Cubans have free rent and receive free health care, university education and other services. Some receive meals at work.
But wages average the equivalent of about $20 a month and monthly rations of nearly free food have dwindled in recent years.
Cubans who can get dollars that filter through the economy from tourism and family remittances from abroad turn to hard-currency shops for food products and other goods that are difficult to obtain for pesos.
Cuba was forced to implement liberal reforms in the early 1990s to cope with the loss of Soviet aid and trade. Possession of dollars was legalized in 1993 to draw hard currency from growing tourism and family purchases at the state stores.
The government has steadily offered more and more goods in U.S. currency while the Cuban ration book of items available in pesos has dwindled.
The document, issued by the Domestic Trade Ministry and directed to managers of dollar-only stores, provides a detailed list of price increases.
It is dated May 17, and attributed to Jacinto Angulo Pardo, an official at the ministry.
The prices of staple goods _ such as baby food, soup, cereal, pasta, meat and cooking oil _ will increase by 10 percent, according to the document.
Other foods, like dried fruit, olives and condiments, will increase by 15 percent, as will the prices of film and office supplies.
Laundry detergent will cost between 12 percent and 20 percent more, and hand soap will cost between 20 cents and 80 cents, up from 15 cents and 70 cents.

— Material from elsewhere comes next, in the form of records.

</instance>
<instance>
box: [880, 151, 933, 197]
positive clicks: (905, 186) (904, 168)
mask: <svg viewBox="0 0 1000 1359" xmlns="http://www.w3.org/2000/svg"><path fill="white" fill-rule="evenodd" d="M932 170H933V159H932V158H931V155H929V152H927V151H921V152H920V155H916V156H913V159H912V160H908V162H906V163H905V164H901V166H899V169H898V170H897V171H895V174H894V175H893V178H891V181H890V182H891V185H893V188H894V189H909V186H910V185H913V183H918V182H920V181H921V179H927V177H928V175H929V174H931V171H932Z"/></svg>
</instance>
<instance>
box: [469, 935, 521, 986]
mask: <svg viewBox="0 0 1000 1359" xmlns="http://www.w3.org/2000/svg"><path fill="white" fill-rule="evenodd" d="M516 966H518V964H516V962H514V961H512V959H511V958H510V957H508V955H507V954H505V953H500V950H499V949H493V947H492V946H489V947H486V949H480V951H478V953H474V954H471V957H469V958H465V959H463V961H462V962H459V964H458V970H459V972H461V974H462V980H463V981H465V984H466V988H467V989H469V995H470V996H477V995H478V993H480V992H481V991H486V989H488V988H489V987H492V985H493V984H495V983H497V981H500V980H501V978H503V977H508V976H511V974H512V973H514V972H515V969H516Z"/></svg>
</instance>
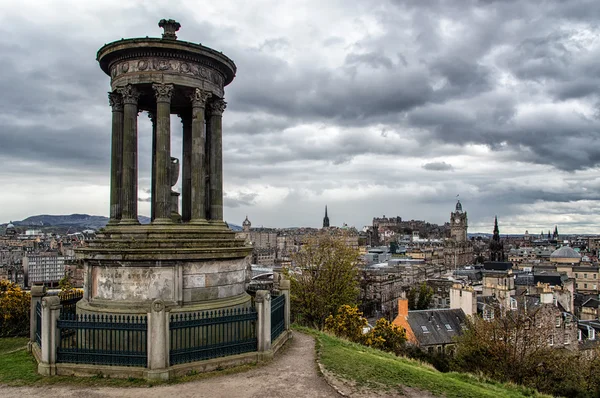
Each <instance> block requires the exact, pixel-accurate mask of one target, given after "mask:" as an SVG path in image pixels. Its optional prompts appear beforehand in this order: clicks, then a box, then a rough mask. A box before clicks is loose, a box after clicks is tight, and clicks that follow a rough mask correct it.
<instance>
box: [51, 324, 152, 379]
mask: <svg viewBox="0 0 600 398" xmlns="http://www.w3.org/2000/svg"><path fill="white" fill-rule="evenodd" d="M57 326H58V329H59V330H60V333H59V336H60V340H59V344H58V348H57V350H56V354H57V355H56V361H57V362H62V363H84V364H92V365H115V366H141V367H146V366H147V361H148V359H147V356H148V347H147V343H148V342H147V336H148V320H147V317H146V316H145V315H140V316H118V315H95V314H92V315H87V314H83V315H76V314H70V313H61V314H60V317H59V319H58V322H57Z"/></svg>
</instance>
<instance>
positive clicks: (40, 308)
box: [35, 301, 42, 348]
mask: <svg viewBox="0 0 600 398" xmlns="http://www.w3.org/2000/svg"><path fill="white" fill-rule="evenodd" d="M35 317H36V322H35V342H36V343H38V345H39V346H40V348H41V347H42V302H41V301H38V302H37V304H36V305H35Z"/></svg>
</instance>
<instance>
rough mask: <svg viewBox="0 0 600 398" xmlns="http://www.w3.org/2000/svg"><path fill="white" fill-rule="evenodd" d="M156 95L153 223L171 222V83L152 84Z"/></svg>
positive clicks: (172, 93) (163, 222) (164, 223)
mask: <svg viewBox="0 0 600 398" xmlns="http://www.w3.org/2000/svg"><path fill="white" fill-rule="evenodd" d="M152 88H153V89H154V93H155V95H156V151H155V154H156V162H155V163H154V164H153V165H152V169H153V171H154V173H153V175H152V179H153V180H154V182H155V184H156V196H155V197H152V202H153V203H154V206H155V211H154V217H155V218H154V220H153V221H152V222H153V223H155V224H171V223H172V220H171V183H170V182H171V180H170V178H169V169H170V167H171V95H172V94H173V85H172V84H163V83H155V84H153V85H152Z"/></svg>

Prices of clothing, shoes, electrical goods and furniture will increase between 10 percent and 15 percent. The cost of building materials will go up 10 percent, as will the price of personal hygiene items like deodorant, shampoo and shaving cream.
Among the steepest increases will be imposed on leather goods, which will rise up to 20 percent; imported cigarettes, up 20 percent; alcohol, up 25 percent; and local handicrafts and souvenirs, which will rise by 30 percent.
A similar document was circulated two years ago. But dollar-only stores were not shut down as they were this year, and the cost of some items, like cooking oil, were reduced after customers complained.
The U.S. proposals aim to reduce hard currency on the island by limiting how often Cuban-Americans can visit relatives, decreasing how much they can spend, and prohibiting money transfers to Cuban officials and Communist Party members.
Fidel Castro's government has denounced the proposals, and officials organized a huge protest march last week in Havana.
Russia on Thursday called the U.S. measures a counterproductive step reminiscent of the Cold War.
``In today's rapidly globalizing world, any attempts to isolate any individual country are, in our view, counterproductive,'' Foreign Ministry spokesman Alexander Yakovenko said in Moscow.